There is an unclear risk of colonic high-grade dysplasia (HGD) and colorectal cancer (CRC) among patients with inflammatory bowel disease (IBD) treated with immunosuppressants. We analyzed data on CRC development among patients with IBD enrolled in the observational cohort Cancers et Surrisque Associé aux Maladies Inflammatoires Intestinales En France (CESAME).

We followed and collected data from 19,486 patients with IBD (60.3% with Crohn's disease, 30.1% receiving thiopurine therapy) enrolled in CESAME from May 2004 and June 2005, and followed them until December 2007. When the study began, 2841 patients (14.6%) were characterized as having long-standing extensive colitis (ie, >10 years and involving ≥50% of the colon). Early lesions (HGD and CRC) were defined as those diagnosed within 10 years after diagnosis of IBD.

Thirty-seven patients developed CRC during the follow-up period, and 20 developed colorectal HGD. The standardized incidence ratios of CRC were 2.2 for all IBD patients (95% confidence interval [CI]: 1.5−3.0; P < .0001), 7.0 for patients with long-standing extensive colitis (95% CI: 4.4−10.5; P < .001), and 1.1 for patients without long-standing extensive colitis (95% CI: 0.6−1.8; P = .84). Among patients with long-standing extensive colitis, the multivariate adjusted hazard ratio for colorectal HGD and cancer was 0.28 for those who received thiopurines compared with those who never received thiopurine therapy (95% CI: 0.1−0.9; P = .03). Twenty-two patients developed early lesions; 7 of these were related to IBD, based on histologic analysis.
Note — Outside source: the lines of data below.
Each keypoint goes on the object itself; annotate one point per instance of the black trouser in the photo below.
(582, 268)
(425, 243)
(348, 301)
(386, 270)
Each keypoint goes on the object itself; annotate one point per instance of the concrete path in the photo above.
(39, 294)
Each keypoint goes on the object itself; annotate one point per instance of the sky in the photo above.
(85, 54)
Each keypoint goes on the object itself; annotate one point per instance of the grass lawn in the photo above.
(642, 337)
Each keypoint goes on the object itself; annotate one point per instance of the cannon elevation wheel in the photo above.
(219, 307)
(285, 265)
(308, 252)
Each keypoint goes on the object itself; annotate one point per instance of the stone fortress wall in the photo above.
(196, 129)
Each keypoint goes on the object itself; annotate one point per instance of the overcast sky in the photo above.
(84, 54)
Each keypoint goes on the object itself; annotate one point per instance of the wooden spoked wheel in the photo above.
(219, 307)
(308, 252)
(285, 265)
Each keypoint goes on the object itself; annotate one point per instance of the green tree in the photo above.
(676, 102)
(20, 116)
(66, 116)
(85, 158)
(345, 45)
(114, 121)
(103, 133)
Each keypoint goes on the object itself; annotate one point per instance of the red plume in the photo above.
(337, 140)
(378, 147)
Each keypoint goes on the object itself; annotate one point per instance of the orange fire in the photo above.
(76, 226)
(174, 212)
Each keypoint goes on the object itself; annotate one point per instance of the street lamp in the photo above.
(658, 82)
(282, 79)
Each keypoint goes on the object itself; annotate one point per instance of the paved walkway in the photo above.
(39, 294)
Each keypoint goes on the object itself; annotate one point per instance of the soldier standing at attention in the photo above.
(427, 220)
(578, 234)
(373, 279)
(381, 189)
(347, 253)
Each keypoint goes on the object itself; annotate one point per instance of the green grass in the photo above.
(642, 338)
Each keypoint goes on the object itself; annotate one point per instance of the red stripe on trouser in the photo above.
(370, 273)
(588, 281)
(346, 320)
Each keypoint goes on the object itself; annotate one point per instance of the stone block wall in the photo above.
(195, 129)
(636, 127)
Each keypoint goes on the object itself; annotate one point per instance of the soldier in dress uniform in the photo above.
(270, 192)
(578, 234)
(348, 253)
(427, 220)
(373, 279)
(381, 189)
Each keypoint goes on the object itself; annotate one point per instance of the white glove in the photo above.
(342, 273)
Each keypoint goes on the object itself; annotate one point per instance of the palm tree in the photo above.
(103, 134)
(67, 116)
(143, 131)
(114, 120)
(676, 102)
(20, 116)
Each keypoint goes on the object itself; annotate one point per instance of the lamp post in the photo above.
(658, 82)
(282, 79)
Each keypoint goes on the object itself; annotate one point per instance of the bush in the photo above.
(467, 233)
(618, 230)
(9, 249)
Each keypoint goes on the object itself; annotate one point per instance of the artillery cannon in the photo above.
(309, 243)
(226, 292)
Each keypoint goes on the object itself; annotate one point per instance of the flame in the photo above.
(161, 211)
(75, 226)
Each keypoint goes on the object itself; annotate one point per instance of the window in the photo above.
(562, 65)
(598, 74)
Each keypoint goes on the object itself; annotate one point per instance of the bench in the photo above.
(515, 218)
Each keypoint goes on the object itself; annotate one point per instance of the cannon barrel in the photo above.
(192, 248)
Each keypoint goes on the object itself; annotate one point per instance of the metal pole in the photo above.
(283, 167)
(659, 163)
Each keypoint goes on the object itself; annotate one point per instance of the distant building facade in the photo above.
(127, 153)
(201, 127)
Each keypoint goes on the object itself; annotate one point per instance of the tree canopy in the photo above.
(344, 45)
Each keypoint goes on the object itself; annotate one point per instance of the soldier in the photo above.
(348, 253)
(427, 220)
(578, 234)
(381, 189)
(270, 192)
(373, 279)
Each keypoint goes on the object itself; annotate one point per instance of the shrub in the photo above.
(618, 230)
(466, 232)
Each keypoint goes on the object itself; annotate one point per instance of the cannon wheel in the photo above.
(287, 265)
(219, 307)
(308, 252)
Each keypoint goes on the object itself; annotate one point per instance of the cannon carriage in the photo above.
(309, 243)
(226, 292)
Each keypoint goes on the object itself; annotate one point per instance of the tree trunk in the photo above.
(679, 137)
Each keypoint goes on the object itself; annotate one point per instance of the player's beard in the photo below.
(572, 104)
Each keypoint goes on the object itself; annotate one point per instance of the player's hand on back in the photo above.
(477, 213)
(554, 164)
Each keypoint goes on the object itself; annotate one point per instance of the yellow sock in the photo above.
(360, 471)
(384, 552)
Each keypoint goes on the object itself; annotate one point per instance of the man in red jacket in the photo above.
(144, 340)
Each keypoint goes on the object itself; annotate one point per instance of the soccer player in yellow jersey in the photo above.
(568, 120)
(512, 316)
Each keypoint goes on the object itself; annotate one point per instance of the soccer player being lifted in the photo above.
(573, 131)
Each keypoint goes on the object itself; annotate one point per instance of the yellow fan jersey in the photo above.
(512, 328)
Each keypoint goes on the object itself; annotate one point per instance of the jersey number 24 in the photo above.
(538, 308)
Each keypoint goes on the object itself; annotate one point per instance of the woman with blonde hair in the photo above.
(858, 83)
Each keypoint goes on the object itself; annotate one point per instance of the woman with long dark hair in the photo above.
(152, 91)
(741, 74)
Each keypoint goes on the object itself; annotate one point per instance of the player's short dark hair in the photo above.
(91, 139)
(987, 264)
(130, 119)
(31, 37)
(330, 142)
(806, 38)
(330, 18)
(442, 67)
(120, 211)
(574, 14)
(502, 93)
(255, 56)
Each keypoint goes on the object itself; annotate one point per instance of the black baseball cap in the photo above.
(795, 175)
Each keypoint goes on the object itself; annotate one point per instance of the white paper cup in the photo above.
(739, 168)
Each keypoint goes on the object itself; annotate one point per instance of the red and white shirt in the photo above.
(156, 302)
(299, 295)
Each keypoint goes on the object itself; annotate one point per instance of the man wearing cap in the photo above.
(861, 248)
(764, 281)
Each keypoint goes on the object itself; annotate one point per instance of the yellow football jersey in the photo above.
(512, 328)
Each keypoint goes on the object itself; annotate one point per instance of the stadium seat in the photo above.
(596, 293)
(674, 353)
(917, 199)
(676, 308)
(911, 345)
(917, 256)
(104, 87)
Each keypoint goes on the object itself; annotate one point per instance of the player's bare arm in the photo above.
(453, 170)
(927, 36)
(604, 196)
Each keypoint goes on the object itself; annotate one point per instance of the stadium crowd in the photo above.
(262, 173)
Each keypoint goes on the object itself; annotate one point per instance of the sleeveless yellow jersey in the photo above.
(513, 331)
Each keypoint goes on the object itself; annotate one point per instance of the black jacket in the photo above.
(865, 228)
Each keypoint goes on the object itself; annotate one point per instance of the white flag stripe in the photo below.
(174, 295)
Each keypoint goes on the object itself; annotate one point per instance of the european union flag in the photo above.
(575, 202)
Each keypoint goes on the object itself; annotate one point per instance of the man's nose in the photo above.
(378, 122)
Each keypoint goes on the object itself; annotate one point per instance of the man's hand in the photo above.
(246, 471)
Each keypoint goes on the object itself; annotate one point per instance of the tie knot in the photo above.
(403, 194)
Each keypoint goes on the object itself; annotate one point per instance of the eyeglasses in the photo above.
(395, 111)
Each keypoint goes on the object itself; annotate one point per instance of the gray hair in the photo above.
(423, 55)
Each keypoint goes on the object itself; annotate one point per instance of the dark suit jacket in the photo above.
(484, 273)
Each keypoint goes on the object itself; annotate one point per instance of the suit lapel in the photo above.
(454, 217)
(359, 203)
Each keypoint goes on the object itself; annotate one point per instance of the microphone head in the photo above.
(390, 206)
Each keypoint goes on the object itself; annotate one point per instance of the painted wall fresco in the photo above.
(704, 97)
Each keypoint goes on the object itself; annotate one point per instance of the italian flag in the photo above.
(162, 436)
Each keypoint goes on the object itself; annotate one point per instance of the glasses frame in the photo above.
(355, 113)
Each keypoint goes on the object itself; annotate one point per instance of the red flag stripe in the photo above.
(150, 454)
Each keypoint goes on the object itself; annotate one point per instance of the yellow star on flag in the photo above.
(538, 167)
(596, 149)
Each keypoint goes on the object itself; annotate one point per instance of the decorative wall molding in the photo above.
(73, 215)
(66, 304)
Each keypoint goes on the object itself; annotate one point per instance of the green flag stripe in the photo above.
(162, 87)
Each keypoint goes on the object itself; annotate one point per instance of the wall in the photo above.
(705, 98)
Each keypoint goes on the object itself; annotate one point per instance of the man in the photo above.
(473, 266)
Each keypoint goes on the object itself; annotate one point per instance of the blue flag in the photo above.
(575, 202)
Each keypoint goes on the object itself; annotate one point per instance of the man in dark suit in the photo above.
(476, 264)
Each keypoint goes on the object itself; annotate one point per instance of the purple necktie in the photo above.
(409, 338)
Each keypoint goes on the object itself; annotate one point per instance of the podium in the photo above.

Patients with IBD and long-standing extensive colitis are at increased risk for CRC, although the risk is lower among patients receiving thiopurine therapy. Patients without long-standing extensive colitis have a risk for CRC similar to that of the general population, but they can develop IBD-related lesions within 10 years after diagnosis of IBD.